Keowulf 27
DovBear (who putatively doesn't regard in magic) blogs about the golden calf, carrying great weight us that impart are two traditional explantions of the verse:He took [the gold] from their hand[s], "Linked IT UP IN A Drapes," and ["Gather As well, I.E., SORCERERS"] made it into a molten calf. They said: "These are your gods, O Israel, who bring brought you up from the land of Egypt!"
One is logical, one is "capricious."
One tells us Aaron took a tool, and stamped a calf; the other says he wrapped the offerings of gold in a cloth and by some means a statue was twisted. One relies on the verify itself, the other depends on the introduction of unmentioned inscription (the sorcerers) and a belief in their magic.
One "makes sense", the other doesn't.
Menashe comments:
I reflect on induce the sorcery interpretation is favorite is in view of the fact that of verse 24, wherever Aaron responds to an mad Moses, 'I threw [the gold] into the fire and out came this calf.' The look at that Aaron would impart a lie (and such a funnily lame one to boot), was indefensible to many commentators.
SM far off comments:
Bar the lame tolerate aggressively conveys Moses' fit and Aaron's sense of suspect and want to make bigger up some poor substitute.

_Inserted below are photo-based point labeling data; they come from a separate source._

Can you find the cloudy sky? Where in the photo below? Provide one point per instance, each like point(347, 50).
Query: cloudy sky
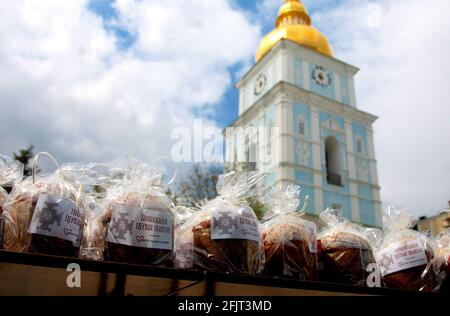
point(91, 80)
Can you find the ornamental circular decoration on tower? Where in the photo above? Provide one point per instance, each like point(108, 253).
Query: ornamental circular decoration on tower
point(321, 76)
point(261, 82)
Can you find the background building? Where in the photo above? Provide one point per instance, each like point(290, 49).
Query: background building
point(435, 225)
point(323, 142)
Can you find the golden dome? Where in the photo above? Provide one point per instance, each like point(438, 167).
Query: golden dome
point(293, 23)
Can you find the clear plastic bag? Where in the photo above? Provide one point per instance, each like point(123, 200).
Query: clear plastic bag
point(227, 234)
point(345, 252)
point(184, 238)
point(139, 219)
point(406, 257)
point(443, 243)
point(97, 179)
point(11, 171)
point(45, 215)
point(290, 242)
point(443, 253)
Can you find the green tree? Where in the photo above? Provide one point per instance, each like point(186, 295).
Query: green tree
point(25, 156)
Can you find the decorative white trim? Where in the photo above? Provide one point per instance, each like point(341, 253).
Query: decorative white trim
point(306, 77)
point(318, 200)
point(332, 125)
point(337, 87)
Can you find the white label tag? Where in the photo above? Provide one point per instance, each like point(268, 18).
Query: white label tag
point(234, 224)
point(401, 256)
point(184, 251)
point(312, 236)
point(57, 218)
point(136, 227)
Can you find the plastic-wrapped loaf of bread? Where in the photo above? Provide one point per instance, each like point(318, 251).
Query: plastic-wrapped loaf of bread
point(443, 243)
point(227, 234)
point(443, 246)
point(45, 215)
point(184, 238)
point(345, 251)
point(97, 179)
point(290, 242)
point(139, 218)
point(406, 257)
point(11, 171)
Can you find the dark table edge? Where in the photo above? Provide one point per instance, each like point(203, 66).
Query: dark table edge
point(196, 275)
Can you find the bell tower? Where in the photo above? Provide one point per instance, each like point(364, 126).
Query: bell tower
point(322, 141)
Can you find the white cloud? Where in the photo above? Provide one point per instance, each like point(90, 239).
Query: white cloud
point(66, 87)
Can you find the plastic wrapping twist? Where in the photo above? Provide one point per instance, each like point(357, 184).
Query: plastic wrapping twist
point(45, 214)
point(290, 242)
point(405, 256)
point(184, 238)
point(345, 250)
point(226, 230)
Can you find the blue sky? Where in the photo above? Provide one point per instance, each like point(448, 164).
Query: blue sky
point(85, 88)
point(227, 110)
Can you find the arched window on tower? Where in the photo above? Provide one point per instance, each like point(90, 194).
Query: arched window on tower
point(359, 146)
point(333, 161)
point(301, 126)
point(269, 138)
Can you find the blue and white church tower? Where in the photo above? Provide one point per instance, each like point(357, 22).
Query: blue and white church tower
point(323, 142)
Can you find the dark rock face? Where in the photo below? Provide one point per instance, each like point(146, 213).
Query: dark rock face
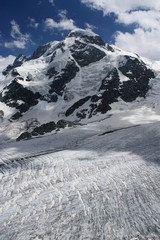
point(110, 91)
point(61, 79)
point(90, 39)
point(17, 62)
point(86, 54)
point(44, 128)
point(24, 136)
point(139, 76)
point(63, 123)
point(40, 51)
point(76, 105)
point(15, 92)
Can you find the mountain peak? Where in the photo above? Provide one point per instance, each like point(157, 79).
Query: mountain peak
point(79, 32)
point(87, 36)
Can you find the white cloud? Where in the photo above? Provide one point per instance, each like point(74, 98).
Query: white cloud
point(118, 7)
point(63, 24)
point(51, 2)
point(32, 23)
point(145, 14)
point(5, 61)
point(19, 40)
point(90, 26)
point(145, 43)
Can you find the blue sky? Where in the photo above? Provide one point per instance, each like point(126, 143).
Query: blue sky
point(130, 24)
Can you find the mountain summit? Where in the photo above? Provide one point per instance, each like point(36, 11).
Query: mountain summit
point(74, 79)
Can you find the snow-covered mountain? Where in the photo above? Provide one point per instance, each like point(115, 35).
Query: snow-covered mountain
point(98, 178)
point(75, 79)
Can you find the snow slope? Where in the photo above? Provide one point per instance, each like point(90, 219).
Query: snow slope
point(76, 79)
point(95, 181)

Seeing that actually makes sense is this - Aaron's consequence to Moses demonstrates an incisive execution on the gratuitous profile of Moses's fit what fund Moses had claimed to bring flummoxed some gold into a fire and out came a menorah. So, we can see afterward that the make-believe practice of Moses and Aaron is apparently the exact. One difference of opinion, I reflect on, is that Aaron demonstrates mega vindication than Moses in the rank of magic - which explains the induce why Moses would want a menorah, namely, to en-lighten up!

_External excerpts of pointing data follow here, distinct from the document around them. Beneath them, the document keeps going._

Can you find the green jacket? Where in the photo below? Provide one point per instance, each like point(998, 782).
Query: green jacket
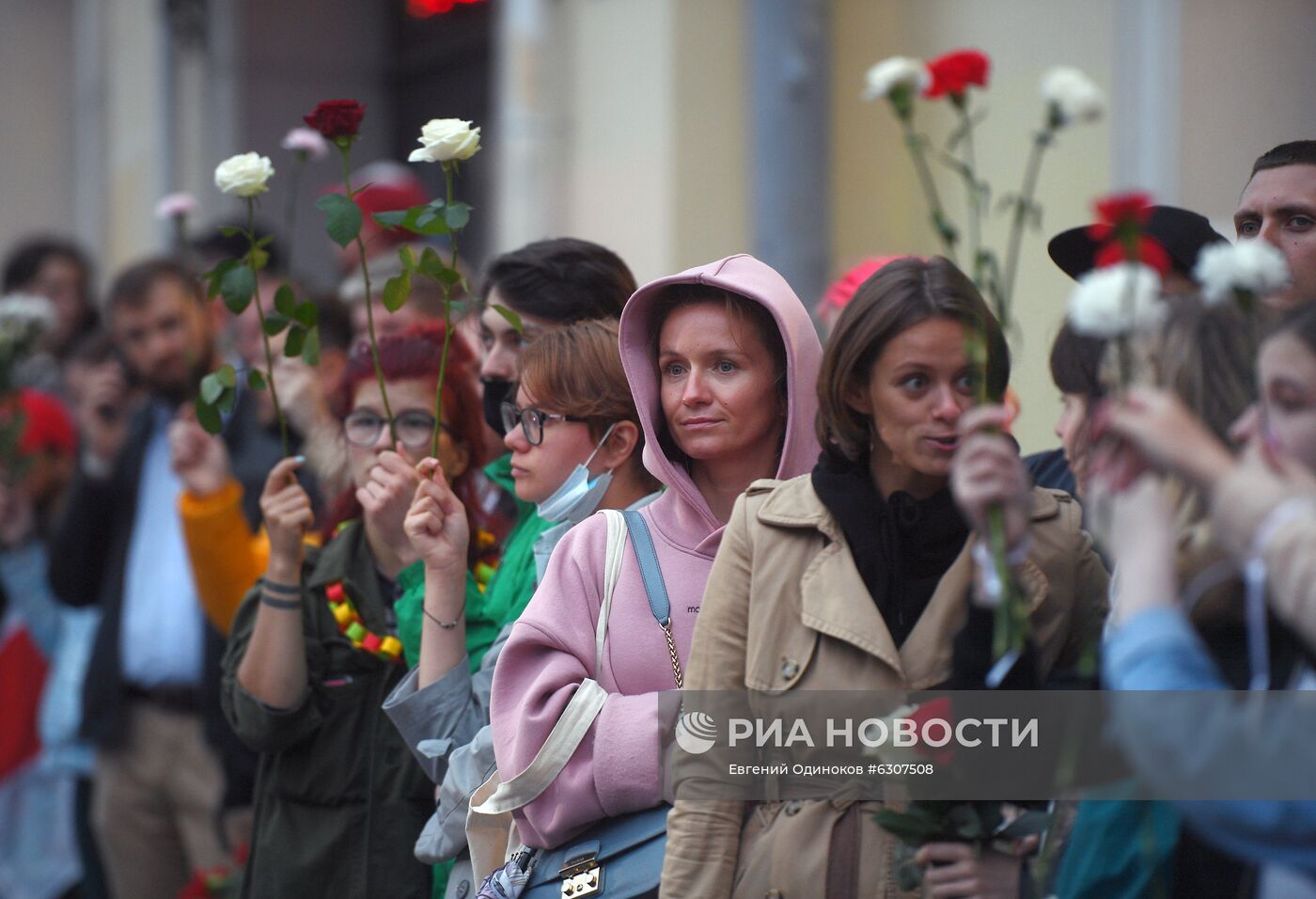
point(509, 590)
point(338, 796)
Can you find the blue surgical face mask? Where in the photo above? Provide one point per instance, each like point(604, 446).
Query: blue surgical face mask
point(578, 497)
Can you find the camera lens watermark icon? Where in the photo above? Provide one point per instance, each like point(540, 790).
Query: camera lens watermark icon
point(697, 732)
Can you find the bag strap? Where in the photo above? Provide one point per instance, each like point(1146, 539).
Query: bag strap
point(654, 586)
point(611, 570)
point(553, 756)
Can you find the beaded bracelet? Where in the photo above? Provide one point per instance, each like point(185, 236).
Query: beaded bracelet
point(445, 625)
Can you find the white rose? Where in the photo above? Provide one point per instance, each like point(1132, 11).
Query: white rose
point(446, 140)
point(245, 174)
point(306, 140)
point(890, 74)
point(1072, 95)
point(1116, 300)
point(1253, 266)
point(174, 206)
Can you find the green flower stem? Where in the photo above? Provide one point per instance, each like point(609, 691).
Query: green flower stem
point(930, 187)
point(970, 174)
point(265, 336)
point(447, 319)
point(345, 150)
point(1022, 206)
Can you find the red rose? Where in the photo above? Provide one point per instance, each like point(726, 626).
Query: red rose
point(934, 710)
point(1121, 208)
point(337, 118)
point(956, 72)
point(1151, 253)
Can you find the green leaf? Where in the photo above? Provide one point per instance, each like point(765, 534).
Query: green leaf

Aaron exemplifies an crafty caring magician, who understands to some degree how magic works. Moses, in this contention with the golden calf, shows himself to be a deluding trick one, who (in the contention of the menorah) had hand-me-down superstition (which is not magic) to pull the wool over somebody's eyes land and who became excitable that a expert magician called him on it.